Linux: How to create image of used files only?

0

I want to create an image of a Windows file system, while running Linux. The file system is encrypted but will be decrypted for the purpose of the backup.

How can I create an image of only my files? So if I have a 4GB USB with 1 .txt inside, an image would only be of the 1 .txt and would not take up 4GB of space.

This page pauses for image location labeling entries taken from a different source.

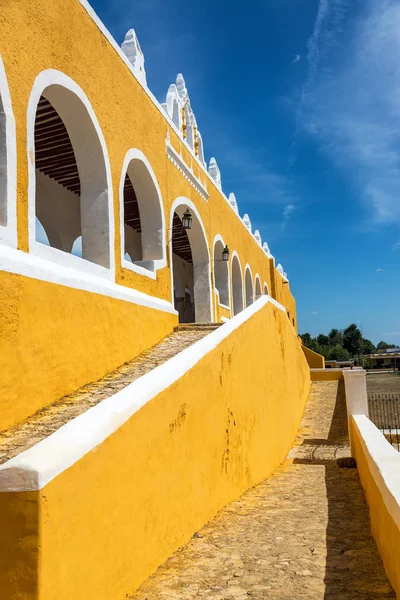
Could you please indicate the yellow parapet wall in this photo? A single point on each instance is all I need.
(54, 339)
(379, 467)
(326, 374)
(315, 360)
(108, 498)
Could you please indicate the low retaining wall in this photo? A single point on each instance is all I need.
(61, 329)
(92, 510)
(326, 374)
(379, 469)
(315, 360)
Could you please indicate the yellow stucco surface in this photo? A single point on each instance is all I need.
(55, 339)
(384, 529)
(108, 521)
(65, 38)
(315, 360)
(326, 374)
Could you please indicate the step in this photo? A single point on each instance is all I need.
(197, 326)
(21, 437)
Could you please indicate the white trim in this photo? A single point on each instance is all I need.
(383, 463)
(185, 170)
(8, 233)
(44, 80)
(35, 267)
(170, 122)
(135, 154)
(34, 468)
(183, 201)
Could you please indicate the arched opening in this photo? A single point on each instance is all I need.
(190, 261)
(71, 180)
(248, 283)
(221, 273)
(257, 287)
(142, 217)
(237, 285)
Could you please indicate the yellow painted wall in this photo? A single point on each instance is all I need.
(58, 339)
(66, 38)
(108, 521)
(315, 360)
(326, 374)
(384, 529)
(55, 339)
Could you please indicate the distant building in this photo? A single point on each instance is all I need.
(384, 359)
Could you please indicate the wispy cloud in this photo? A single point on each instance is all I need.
(287, 214)
(350, 101)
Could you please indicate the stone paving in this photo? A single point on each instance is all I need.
(17, 439)
(301, 534)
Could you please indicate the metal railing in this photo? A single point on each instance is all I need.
(384, 412)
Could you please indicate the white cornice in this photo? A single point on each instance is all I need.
(178, 161)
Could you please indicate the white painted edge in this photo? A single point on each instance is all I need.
(8, 233)
(34, 468)
(35, 267)
(383, 463)
(44, 80)
(179, 163)
(135, 154)
(171, 124)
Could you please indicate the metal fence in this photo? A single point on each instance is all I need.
(384, 411)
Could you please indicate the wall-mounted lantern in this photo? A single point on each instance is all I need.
(187, 219)
(225, 254)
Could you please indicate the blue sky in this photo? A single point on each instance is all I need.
(299, 101)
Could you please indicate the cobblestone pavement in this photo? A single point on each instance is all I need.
(17, 439)
(301, 534)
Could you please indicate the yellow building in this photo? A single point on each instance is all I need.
(113, 229)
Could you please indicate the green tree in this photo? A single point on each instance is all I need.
(368, 347)
(335, 337)
(353, 340)
(323, 340)
(384, 346)
(306, 339)
(338, 353)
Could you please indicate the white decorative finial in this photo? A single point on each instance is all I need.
(132, 50)
(266, 248)
(257, 236)
(215, 172)
(181, 86)
(247, 222)
(233, 203)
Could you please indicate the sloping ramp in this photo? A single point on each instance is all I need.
(302, 534)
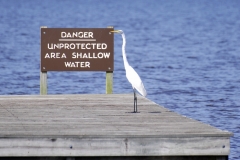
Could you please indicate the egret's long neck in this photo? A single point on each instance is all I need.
(123, 51)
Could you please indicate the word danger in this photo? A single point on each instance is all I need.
(76, 34)
(77, 46)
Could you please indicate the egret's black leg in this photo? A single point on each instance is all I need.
(135, 102)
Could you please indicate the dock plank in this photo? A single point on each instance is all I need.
(101, 125)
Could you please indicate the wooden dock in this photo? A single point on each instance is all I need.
(103, 125)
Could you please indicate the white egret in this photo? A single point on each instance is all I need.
(131, 74)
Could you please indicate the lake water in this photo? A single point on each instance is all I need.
(186, 52)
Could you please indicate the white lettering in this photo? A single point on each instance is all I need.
(77, 64)
(76, 34)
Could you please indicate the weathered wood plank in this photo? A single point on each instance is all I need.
(101, 125)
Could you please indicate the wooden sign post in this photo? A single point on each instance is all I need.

This doesn't seem like a big issue on a small scale, but I will be backing up Windows, which will be encrypted by Linux, by following: https://veracrypt.codeplex.com/wikipage?title=How%20to%20Back%20Up%20Securely

So I only want my image to take up the amount of space that Windows is taking. NOT 250GB. All or most search results, if I missed some, say to use dd. dd creates complete images. When someone has previously asked for their image to only take up the necessary space, people have said to overwrite the spare space with 0s. Which 1) Doesn't resolve the question and 2) is impossible with SSDs because of wear leveling.

user138072

Posted 2016-12-30T08:29:25.467

Reputation: 101

Answers

1

The suggestion of filling free space with zeros does help, both with raw images (which can then be efficiently gzip'd) and with specialized formats like qcow/vmdk/vhd (which have built-in support for 'sparse' areas).

It shouldn't actually hurt the SSD – I think all recent disks are smart enough to recognize a block of all-zeros and quietly map all such blocks to the same flash cell. (Besides, it's still only one write per block, and you can TRIM it back afterwards to mark as unused.)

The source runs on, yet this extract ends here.